I've had mine in the tank for about 3 day to the point where I try to remove the zucchini it just turns into mush and makes a huge mess in the tank. I still don't see the oto going for it. But the bladder snails seem to love em more and that's how I get rid of them.


----------



## Dariofan (Aug 4, 2014)

Mine go for Aqueon algae wafers, sinking veggie pellets by omega one, they really like the dried seaweed kind of like sushi nori wraps from omega one, they do eventually go for spinach/zucchini blanched and left a couple days. I also read frozen blood worms if they are skinny to fatten them up-I haven't seen mine eat those, but I don't see too many on the substrate left. I think they also go for baby brine shrimp as whenever I put those in for fry the Otos come out and get really active. They mostly go for things after lights out. Just leave the veggies/seaweed/Repashy hanging in the tank for a few days and replace it when it's gross, I think unless the oto has something else going on and is poorly it will eventually try it.


----------



## csong30 (Jan 24, 2016)

Dariofan said:


> Mine go for Aqueon algae wafers, sinking veggie pellets by omega one, they really like the dried seaweed kind of like sushi nori wraps from omega one, they do eventually go for spinach/zucchini blanched and left a couple days. I also read frozen blood worms if they are skinny to fatten them up-I haven't seen mine eat those, but I don't see too many on the substrate left. I think they also go for baby brine shrimp as whenever I put those in for fry the Otos come out and get really active. They mostly go for things after lights out. Just leave the veggies/seaweed/Repashy hanging in the tank for a few days and replace it when it's gross, I think unless the oto has something else going on and is poorly it will eventually try it.
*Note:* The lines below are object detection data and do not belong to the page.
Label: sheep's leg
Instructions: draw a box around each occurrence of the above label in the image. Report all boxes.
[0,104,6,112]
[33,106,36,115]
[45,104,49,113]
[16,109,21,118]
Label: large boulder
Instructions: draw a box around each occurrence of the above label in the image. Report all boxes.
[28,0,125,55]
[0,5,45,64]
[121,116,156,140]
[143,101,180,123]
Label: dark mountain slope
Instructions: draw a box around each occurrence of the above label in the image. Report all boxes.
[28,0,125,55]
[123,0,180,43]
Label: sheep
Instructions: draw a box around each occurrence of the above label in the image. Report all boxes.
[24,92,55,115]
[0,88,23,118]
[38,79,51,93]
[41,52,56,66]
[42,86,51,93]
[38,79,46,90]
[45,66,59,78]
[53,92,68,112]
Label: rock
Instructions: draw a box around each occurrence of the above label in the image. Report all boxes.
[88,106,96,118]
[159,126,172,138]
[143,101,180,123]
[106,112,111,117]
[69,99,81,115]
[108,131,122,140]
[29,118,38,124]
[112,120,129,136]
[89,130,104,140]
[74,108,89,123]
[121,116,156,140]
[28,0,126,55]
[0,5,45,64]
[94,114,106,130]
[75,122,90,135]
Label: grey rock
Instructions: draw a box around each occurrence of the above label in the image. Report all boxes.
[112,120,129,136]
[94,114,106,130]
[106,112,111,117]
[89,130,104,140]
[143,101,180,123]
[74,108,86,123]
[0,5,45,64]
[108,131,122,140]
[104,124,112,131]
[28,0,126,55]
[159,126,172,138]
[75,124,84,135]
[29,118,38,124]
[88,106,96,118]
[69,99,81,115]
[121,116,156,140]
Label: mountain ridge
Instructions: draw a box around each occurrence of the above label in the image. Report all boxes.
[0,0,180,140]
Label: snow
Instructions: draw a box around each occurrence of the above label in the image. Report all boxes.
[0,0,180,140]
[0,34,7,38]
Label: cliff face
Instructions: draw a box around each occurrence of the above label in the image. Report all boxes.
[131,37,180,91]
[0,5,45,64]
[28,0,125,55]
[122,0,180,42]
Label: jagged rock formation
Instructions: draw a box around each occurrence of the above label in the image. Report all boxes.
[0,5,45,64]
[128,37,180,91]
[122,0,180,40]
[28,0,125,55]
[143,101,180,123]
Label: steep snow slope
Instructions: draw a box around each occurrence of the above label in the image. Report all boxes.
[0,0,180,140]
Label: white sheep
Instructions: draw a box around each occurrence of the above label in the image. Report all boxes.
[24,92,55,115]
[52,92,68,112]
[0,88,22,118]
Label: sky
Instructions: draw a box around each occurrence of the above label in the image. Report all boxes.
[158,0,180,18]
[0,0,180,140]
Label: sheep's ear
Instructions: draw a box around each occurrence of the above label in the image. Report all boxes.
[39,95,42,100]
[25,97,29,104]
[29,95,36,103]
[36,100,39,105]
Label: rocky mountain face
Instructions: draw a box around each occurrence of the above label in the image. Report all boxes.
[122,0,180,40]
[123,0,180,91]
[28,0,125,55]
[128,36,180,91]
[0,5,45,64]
I will try out some of those options. I haven't seen my oto for two days now. I don't know where it went.. I'm hoping he/she didn't die...


----------



## AdamTill (Jan 22, 2015)

csong30 said:


> I will try out some of those options. I haven't seen my oto for two days now. I don't know where it went.. I'm hoping he/she didn't die...


Wouldn't worry too much. I have 55+ in mine and barely see them, especially as the val forest has been growing in. They're hiding ninjas.


----------



## csong30 (Jan 24, 2016)

AdamTill said:


> Wouldn't worry too much. I have 55+ in mine and barely see them, especially as the val forest has been growing in. They're hiding ninjas.


I usually can find the oto, but now I haven't seen it around for the past 3 days. That's the only reason why I'm a little worried. lol. Especially since it got skinnier so didn't want it to starve to death.


----------



## thedood (May 30, 2015)

@csong30 Thought I would let you know I bought some repashy super green. My oto have been tearing it up. They all have big fat bellies. I would recommend it!


----------



## Lonestarbandit (Feb 7, 2013)

Mine LOVE these. have to break them in 4ths though as they are really designed for plecos who also adore them.
YFS Fish Food - YFS Veggie Wafers
They also sell them on the "world marketplace".


----------